Again, to simplify the discussion and presentation, in order to evaluate prediction quality I will split the data (Boston) into a training and a test set. We do this now:

library(rpart)
data(Boston, package = "MASS")
set.seed(123456)
n <- nrow(Boston)
ii <- sample(n, floor(n / 4))
dat.te <- Boston[ii, ]
dat.tr <- Boston[-ii, ]

I will now train \(N = 5\) trees and average their predictions. Note that, in order to illustrate the process more clearly, I will compute and store the \(n_e \times N\) predictions in a two-dimensional array (aka a matrix), where \(n_e\) denotes the number of observations in the test set. This is not the best (i.e. most efficient) way of implementing bagging, but the main purpose here is to understand exactly what we are doing. Also note that an alternative (better in terms of reusability of the ensemble, but maybe still not the most efficient option) is to store the \(N\) trees directly. This will also allow for more elegant and easy to read code, and it is illustrated below, but first we will use the the former (and hopefully clearer) strategy.

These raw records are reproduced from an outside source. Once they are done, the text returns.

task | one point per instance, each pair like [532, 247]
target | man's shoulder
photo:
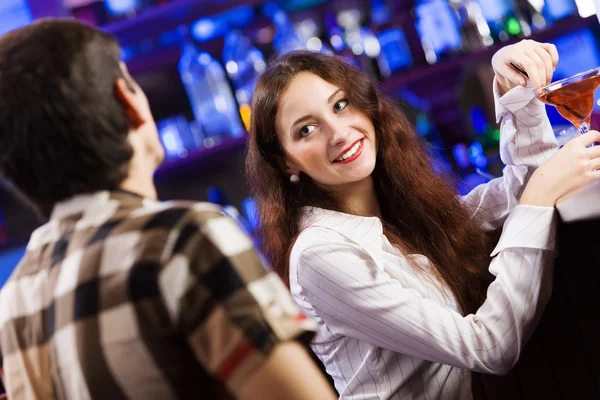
[168, 215]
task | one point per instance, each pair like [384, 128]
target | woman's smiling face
[323, 135]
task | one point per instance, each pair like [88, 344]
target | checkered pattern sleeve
[232, 310]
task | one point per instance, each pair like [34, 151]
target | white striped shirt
[388, 332]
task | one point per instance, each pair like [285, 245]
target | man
[118, 295]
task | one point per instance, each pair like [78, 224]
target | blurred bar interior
[198, 61]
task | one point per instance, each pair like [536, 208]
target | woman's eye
[340, 105]
[306, 130]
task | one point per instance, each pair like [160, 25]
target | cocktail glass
[573, 97]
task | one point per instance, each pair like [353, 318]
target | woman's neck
[360, 198]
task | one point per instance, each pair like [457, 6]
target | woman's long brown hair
[421, 211]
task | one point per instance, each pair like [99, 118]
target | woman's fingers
[547, 60]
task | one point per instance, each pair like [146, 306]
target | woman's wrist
[539, 192]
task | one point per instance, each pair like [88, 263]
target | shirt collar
[90, 203]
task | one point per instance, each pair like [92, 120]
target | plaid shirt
[122, 297]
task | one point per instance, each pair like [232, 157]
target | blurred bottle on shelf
[243, 63]
[286, 39]
[438, 28]
[359, 42]
[92, 12]
[503, 19]
[218, 196]
[14, 14]
[395, 52]
[210, 95]
[310, 30]
[177, 137]
[532, 13]
[475, 31]
[555, 10]
[117, 9]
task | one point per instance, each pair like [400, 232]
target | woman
[380, 251]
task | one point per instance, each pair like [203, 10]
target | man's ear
[127, 97]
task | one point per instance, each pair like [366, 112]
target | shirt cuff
[530, 227]
[516, 99]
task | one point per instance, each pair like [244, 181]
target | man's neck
[140, 186]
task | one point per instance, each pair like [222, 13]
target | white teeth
[349, 153]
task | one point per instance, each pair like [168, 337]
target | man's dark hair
[62, 130]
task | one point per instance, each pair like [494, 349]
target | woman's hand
[539, 60]
[574, 166]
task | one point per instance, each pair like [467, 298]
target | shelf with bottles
[201, 157]
[418, 74]
[155, 21]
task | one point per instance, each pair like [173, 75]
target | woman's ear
[287, 166]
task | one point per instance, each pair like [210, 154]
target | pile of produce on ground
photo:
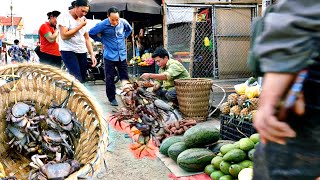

First create an array where we will store all the predictions:

N <- 5
myps <- array(NA, dim = c(nrow(dat.te), N))
con <- rpart.control(minsplit = 3, cp = 1e-3, xval = 1)

The last object (con) contains my options to train large (potentially overfitting) trees. As discussed in class, we now generate N bootstrap samples by generating vectors of randomly sampled indices (with replacement), the relevant lines of code are:

ii <- sample(n.tr, replace = TRUE)
tmp <- rpart(..., data = dat.tr[ii, ], ...)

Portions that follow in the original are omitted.